Tuesday, October 2, 2007

Hou Leng!

Yesterday was China National Day and, after some very delicious Shanghainese food near Alley's place, we went to the TST waterfront to watch the fireworks show. The place was packed (it reminded me of New Year's Eve in Times Square), but it was well worth it. I saw fireworks that I've never seen, including flowers that bloomed, smiley faces, the number 8, planets, hearts, and fireworks that exploded into other fireworks that then exploded into slow moving glitter that looked like glowing parachuters and/or gigantic fireflies. But the BEST part was the crowd, particularly this little boy on his father's shoulders behind us. They screamed and shouted the entire time, "Waaaaaaaaa!!!! Hou Leng-a!!! (very beautiful)", which made us all scream and go crazy. In the states, you hear the occassional "ooh" and "ah", but this was pure, continuous, uncontrollable joy. It was intense. I loved every minute of it.

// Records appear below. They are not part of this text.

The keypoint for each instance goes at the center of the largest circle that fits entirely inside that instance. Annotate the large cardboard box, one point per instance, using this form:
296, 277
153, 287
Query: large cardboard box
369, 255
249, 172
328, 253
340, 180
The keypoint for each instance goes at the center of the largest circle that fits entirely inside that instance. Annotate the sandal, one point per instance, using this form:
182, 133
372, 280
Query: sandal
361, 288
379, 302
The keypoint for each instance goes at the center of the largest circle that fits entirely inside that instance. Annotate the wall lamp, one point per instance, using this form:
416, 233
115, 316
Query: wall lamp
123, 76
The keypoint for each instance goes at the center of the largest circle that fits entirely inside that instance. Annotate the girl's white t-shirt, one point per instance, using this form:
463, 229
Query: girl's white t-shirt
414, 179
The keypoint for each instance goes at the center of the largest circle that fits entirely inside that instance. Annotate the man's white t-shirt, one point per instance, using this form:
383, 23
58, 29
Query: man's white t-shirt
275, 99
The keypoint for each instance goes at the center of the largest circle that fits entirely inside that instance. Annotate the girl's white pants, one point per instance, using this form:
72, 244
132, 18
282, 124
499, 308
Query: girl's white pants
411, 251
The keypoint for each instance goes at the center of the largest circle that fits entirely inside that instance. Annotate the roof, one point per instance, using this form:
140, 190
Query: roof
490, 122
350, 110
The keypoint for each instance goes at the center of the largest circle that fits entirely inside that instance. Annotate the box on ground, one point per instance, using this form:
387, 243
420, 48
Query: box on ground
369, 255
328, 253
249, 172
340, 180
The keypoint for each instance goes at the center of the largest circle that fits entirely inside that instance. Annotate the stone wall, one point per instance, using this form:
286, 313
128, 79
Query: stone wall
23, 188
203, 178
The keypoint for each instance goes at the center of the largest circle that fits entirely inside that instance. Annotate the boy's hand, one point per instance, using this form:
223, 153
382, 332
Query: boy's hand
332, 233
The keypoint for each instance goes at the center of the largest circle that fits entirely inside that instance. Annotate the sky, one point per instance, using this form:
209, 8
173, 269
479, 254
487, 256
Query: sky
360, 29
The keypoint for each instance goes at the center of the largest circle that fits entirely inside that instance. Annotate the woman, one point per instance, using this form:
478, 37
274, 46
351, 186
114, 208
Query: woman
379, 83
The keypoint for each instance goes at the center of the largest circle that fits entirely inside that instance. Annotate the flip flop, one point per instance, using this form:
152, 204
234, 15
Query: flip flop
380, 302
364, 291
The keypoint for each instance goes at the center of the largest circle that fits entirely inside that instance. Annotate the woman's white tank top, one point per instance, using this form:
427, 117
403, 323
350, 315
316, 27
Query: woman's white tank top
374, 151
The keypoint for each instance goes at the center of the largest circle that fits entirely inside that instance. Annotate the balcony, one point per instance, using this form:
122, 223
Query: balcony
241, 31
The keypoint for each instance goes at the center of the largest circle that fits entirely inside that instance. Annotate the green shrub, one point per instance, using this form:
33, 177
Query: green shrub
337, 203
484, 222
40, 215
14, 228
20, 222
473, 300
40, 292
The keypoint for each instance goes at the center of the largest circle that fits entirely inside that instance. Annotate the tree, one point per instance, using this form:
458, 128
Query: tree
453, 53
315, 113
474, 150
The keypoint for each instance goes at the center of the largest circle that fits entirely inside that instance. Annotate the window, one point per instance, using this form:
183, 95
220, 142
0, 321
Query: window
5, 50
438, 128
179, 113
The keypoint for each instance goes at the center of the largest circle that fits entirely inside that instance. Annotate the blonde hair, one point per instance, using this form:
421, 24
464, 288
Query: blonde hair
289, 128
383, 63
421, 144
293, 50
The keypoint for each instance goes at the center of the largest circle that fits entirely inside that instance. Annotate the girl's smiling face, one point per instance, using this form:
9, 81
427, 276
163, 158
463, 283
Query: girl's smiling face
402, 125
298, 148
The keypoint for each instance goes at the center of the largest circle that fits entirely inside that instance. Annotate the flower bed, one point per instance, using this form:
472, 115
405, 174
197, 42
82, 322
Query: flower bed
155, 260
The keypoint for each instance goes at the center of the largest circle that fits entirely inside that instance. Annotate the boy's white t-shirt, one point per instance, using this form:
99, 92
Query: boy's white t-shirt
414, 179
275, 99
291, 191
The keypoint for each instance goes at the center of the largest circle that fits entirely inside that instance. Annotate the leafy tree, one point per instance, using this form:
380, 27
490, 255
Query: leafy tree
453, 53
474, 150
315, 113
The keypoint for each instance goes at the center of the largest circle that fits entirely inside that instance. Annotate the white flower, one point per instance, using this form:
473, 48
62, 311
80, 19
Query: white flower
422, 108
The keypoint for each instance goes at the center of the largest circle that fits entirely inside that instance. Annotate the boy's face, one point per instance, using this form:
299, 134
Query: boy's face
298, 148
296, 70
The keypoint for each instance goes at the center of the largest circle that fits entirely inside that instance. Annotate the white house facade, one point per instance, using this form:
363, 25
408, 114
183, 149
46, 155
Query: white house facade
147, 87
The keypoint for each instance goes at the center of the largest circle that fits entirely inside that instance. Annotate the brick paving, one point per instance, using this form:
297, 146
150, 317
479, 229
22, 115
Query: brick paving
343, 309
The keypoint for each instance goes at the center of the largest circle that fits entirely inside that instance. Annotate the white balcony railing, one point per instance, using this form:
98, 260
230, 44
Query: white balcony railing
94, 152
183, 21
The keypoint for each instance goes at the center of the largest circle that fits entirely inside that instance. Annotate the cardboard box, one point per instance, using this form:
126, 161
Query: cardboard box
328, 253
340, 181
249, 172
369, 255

On Saturday, Andy and I went up to Victoria Peak, where we quickly devoured chocolate dipped ice cream cones (which are like US 50 cents), found giant panda toys (which Andy wanted to buy), and walked back down to Soho. The walk was incredibly steep and my legs were wobbly the entire time. There were moments when I couldn't stop going.

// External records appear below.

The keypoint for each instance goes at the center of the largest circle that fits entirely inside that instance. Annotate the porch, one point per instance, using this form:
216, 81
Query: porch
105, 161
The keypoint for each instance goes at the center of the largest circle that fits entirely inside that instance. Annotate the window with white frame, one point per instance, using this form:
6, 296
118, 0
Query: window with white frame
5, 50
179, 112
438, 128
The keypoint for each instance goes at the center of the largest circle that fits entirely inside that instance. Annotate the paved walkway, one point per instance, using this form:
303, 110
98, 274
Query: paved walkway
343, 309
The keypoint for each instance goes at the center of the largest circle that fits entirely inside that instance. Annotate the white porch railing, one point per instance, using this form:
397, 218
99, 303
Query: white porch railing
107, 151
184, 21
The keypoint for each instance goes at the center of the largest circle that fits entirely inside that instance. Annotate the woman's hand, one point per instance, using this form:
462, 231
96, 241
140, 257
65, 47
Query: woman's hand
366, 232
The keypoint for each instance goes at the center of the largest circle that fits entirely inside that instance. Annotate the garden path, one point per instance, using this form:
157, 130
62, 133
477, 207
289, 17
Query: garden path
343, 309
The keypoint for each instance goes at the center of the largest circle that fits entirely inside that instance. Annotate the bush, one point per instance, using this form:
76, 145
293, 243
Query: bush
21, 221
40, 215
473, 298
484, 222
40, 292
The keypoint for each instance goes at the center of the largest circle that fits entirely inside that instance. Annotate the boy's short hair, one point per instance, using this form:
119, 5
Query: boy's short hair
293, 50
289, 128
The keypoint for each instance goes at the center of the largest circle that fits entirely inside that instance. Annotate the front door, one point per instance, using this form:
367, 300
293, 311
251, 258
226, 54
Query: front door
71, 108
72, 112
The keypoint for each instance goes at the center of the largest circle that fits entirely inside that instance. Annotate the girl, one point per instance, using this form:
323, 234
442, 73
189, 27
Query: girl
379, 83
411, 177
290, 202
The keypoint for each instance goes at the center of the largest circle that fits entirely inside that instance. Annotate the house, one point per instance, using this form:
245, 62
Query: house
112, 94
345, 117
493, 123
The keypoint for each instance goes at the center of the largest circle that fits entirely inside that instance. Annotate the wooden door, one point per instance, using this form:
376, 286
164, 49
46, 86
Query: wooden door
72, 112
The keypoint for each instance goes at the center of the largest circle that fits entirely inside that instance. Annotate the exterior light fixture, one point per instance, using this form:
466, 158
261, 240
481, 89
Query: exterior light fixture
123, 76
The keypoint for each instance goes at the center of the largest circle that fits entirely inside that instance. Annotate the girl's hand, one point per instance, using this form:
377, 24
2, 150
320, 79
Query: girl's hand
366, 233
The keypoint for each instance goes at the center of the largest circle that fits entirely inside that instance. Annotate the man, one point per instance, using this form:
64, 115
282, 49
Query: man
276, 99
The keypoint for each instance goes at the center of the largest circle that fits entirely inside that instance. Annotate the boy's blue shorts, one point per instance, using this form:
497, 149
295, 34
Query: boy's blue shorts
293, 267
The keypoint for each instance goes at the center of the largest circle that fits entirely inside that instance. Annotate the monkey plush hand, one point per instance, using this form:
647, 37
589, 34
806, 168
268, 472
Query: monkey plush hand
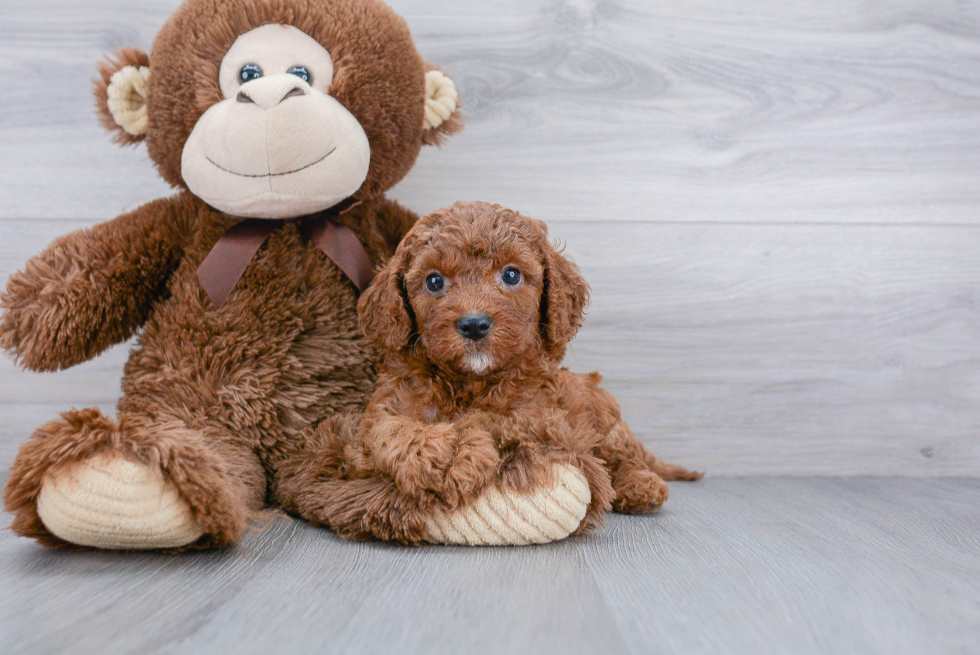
281, 124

On Friday night, after meeting up with the ETAs at Coyote, which had delicious nachos, Alley and I went to a concert -- the Kubrick Live! music show. The first performer was incredibly sappy, but the second band was pretty good. One of the guys reminded me of my brother. Trying to find my way back home, I ended up on this late-night red minibus that apparently doesn't accept Octopus cards. I didn't have any cash and the bus driver demanded to take my wallet (I was the only one on the bus). I was so afraid, but he eventually kicked me off. The night kind of went downhill from then on, including being harrassed by a man on the street, and getting lost at 3am trying to walk all the way back to Soho (at one point, I was lost on some roof-top palm tree oasis).

1 comment:

sam said...

I had a question, actually, about the fireworks-that-look-like-stuff: I read in the paper that part of the display was supposed to be a reference to the Beijing 08 Olympics. Do you think that was why they had the number 8? Or is it just cause 8 is a good number? We couldn't see stuff very well from a block back of the waterfront, but the '8' was pretty clear.